Per Marina Abramovic, nonostante tutto, la perfomance aveva raggiunto il suo scopo: aveva mostrato il peggio degli esseri umani che, se sicuri dell’impunità rischiano di dare sfogo alle peggiori fantasie sadiche, ma c’era un barlume di speranza, visto che alla fine, qualcuno si era opposto.

Marina e Ulay

Ad Amstrerdam nel 1976 Marina Abramović conobbe il performer tedesco Uwe Laysiepen (in arte “Ulay”). Nacque subito un profondo connubio artistico e sentimentale, dando vita a clamorose performance. In Italia è famosa Impendrabilia tenuta alla Galleria Comunale di Arte Moderna di Bologna, nel 1977. I due artisti, completamente nudi, si posero l’uno di fronte all’altro all’ingresso, che era molto stretto e dove gli spettatori erano costretti a oltrepassare per entrare nel museo. La performance, che doveva durare tre ore, venne interrotta da due poliziotti perché ritenuta oscena.

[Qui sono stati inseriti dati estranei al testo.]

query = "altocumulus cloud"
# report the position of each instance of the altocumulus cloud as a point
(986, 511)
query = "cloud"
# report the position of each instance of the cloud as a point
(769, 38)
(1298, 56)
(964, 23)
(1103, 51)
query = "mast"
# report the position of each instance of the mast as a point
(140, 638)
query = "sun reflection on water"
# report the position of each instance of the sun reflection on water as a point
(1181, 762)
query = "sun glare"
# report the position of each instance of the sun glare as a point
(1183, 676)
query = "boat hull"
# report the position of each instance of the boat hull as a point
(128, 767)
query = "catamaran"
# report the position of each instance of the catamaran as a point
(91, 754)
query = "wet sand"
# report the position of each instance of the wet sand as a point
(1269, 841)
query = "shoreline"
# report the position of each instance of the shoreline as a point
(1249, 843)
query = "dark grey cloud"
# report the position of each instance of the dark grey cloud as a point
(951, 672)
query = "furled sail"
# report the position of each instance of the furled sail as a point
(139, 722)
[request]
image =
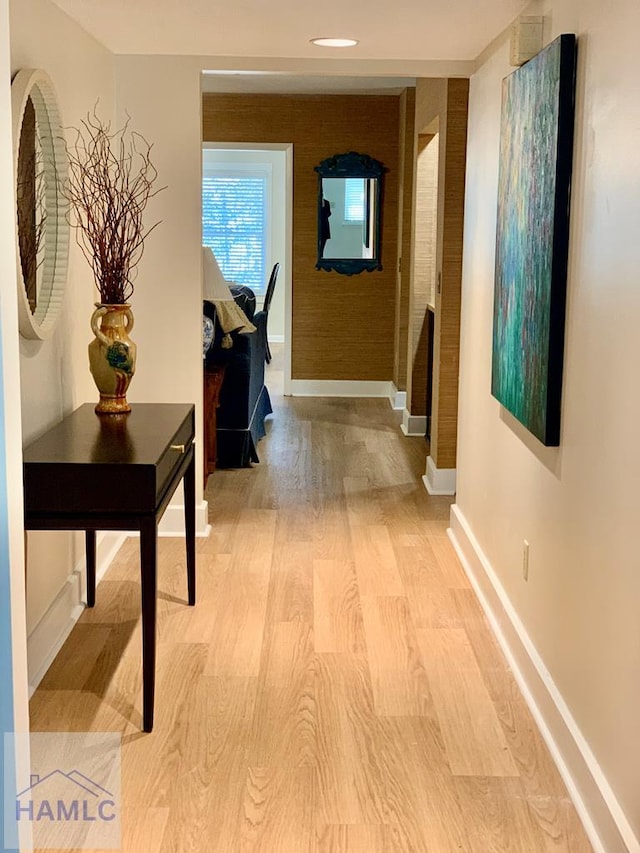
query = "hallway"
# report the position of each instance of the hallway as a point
(336, 687)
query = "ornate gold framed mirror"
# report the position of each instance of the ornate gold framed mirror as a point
(40, 169)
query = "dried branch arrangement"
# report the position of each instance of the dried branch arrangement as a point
(111, 180)
(31, 191)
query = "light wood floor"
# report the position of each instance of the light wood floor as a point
(336, 688)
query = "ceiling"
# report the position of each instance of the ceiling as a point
(401, 30)
(265, 83)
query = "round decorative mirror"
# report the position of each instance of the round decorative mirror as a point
(40, 169)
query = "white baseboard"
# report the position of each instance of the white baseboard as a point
(339, 388)
(397, 399)
(439, 481)
(172, 522)
(602, 816)
(49, 635)
(413, 424)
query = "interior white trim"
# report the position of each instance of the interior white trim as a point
(339, 388)
(172, 522)
(397, 399)
(413, 424)
(602, 816)
(50, 634)
(439, 481)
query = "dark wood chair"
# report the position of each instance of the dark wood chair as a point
(267, 303)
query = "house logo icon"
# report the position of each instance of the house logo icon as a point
(65, 797)
(73, 799)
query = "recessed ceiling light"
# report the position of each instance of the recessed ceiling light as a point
(324, 42)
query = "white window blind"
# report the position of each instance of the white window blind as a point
(234, 225)
(354, 200)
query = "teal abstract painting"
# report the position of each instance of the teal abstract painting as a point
(536, 147)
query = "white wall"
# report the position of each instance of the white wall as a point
(54, 374)
(14, 714)
(577, 505)
(162, 96)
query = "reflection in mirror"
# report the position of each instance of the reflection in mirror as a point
(349, 208)
(350, 232)
(31, 204)
(40, 168)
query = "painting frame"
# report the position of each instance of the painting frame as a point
(532, 238)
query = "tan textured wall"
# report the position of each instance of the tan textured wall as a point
(445, 101)
(448, 307)
(342, 326)
(424, 266)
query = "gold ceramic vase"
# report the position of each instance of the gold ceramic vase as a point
(112, 356)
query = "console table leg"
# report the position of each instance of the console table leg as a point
(148, 569)
(190, 525)
(90, 546)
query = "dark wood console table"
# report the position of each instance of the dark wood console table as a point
(117, 472)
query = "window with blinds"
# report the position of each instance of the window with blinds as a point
(234, 224)
(354, 200)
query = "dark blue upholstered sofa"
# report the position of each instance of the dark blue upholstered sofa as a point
(244, 398)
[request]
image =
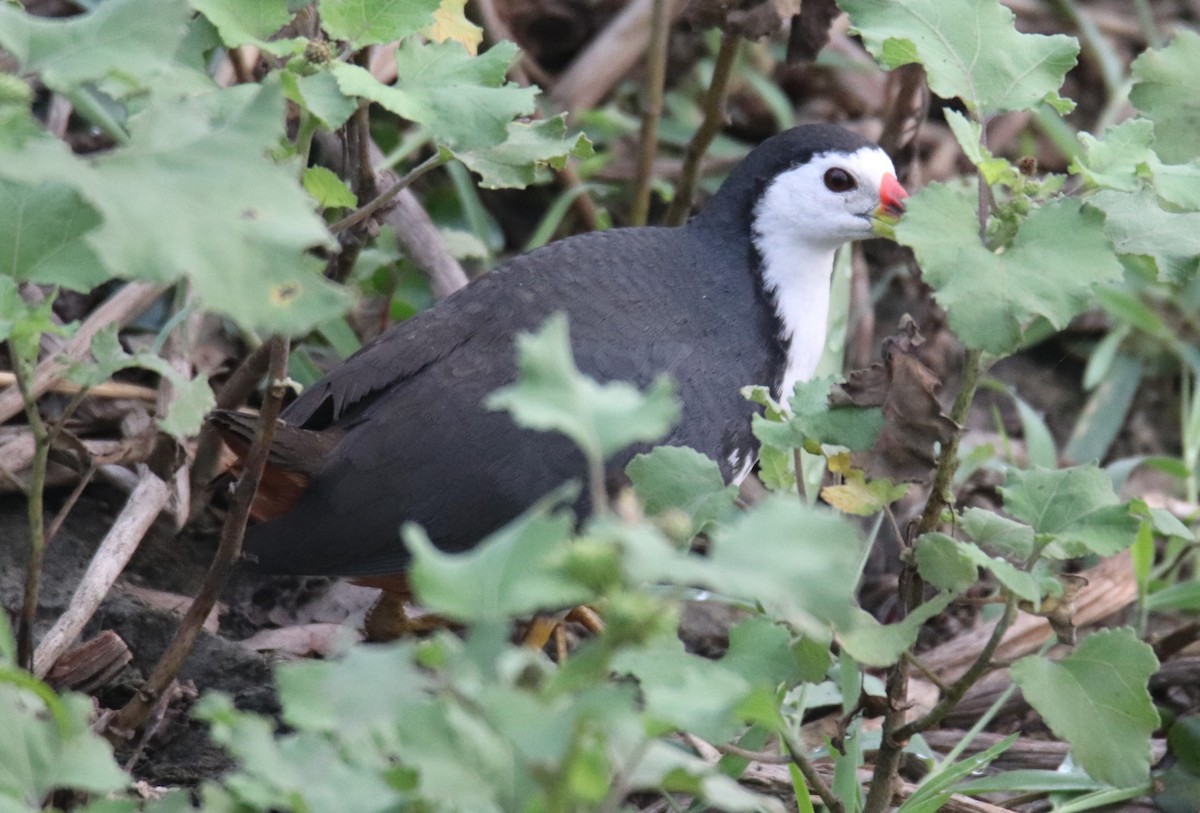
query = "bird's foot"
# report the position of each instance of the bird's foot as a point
(543, 628)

Anche il loro addio divenne un’opera d’arte, dal titolo The Lovers (1988).
I due infatti si recarono agli estremi opposti della Muraglia Cinese, lui partì dal deserto dei Gobi, lei dal Mar Giallo, e dopo una lunga camminata (2500 ck circa) si incontrarono a metà strada per abbracciarsi e dirsi addio.

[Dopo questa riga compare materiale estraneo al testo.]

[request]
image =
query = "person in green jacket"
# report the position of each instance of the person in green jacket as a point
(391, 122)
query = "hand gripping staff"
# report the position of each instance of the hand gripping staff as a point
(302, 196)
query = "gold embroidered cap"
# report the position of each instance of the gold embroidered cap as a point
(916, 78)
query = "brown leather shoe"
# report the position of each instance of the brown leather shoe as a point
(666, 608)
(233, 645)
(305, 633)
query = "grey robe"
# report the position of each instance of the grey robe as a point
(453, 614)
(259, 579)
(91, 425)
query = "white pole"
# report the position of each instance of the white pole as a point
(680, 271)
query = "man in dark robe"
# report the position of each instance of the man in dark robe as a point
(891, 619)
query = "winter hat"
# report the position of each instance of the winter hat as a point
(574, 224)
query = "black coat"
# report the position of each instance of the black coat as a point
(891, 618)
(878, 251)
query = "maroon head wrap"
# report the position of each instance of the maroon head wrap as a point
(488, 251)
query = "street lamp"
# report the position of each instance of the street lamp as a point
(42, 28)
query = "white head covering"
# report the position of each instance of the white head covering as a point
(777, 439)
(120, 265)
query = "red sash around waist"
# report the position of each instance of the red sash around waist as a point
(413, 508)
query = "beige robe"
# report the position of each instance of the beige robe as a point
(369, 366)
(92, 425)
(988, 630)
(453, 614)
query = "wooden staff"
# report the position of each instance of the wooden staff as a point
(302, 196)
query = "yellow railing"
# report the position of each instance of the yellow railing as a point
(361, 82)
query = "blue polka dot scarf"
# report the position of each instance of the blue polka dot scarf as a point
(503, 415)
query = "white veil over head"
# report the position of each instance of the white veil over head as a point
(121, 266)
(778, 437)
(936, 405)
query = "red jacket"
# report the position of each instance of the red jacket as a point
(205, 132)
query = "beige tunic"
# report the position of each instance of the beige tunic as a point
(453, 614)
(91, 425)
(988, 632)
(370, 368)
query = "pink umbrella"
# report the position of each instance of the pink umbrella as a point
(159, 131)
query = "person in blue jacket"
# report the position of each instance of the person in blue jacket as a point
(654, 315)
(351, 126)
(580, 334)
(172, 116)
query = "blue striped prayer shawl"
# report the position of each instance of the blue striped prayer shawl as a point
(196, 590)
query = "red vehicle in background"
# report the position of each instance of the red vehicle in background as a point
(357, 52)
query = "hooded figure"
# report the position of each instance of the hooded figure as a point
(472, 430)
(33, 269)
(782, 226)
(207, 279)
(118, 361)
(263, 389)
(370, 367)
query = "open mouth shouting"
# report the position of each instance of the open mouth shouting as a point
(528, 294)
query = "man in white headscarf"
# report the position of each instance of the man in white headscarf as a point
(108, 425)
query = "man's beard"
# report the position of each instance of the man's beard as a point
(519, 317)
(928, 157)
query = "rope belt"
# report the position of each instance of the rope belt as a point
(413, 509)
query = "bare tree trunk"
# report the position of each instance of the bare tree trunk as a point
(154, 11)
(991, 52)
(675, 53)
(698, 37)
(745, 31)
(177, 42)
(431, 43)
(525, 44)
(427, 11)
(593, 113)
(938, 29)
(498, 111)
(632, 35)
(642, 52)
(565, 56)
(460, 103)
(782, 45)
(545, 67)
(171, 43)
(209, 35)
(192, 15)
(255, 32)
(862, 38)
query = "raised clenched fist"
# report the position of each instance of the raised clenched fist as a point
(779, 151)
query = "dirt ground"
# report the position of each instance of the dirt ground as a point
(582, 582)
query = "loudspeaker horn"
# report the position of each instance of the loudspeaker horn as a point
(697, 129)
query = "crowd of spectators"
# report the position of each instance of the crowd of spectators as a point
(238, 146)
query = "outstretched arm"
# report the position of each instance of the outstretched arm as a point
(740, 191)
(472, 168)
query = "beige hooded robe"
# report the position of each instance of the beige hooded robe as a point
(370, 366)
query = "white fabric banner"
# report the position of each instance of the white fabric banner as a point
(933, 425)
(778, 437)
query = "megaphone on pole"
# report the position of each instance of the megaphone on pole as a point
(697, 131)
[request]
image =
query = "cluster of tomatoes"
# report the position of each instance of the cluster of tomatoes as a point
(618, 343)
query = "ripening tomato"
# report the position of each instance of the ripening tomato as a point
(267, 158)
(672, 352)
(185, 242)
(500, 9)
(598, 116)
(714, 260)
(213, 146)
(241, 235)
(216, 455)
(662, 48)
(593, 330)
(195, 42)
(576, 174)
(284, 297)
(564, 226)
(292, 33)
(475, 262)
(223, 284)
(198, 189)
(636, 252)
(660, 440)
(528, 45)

I due si incontrarono poi nuovamente durante laperformance di Marina Abramović  The artist is presental Moma di New York nel 2010.
Questa performance, è durata tre mesi, durante i quali Marina Abramovic, era seduta ad un tavolo di fronte al quale era stata posta una sedia vuota. Su quella sedia poteva sedersi chiunque, per fissarla negli occhi.
In quella sedia si sono sedute circa 750 persone, lasciandola impassibile, fino a quando non le si è seduto di fronte un uomo dai capelli e dalla barba bianchi era Ulay, ventitré anni dopo il loro addio. Dopo essersi osservati a lungo, con le lacrime agli occhi gli ha stretto le mani e l’ha lasciato andare.

Potrei scrivere ancora e ancora perché le sue performance mi hanno molto incuriosito e lasciato a bocca aperta per lo stupore, e a volte per il fastidio.
Certo è che quando sento il suo nome, penso subito a lei e non al magnate russo!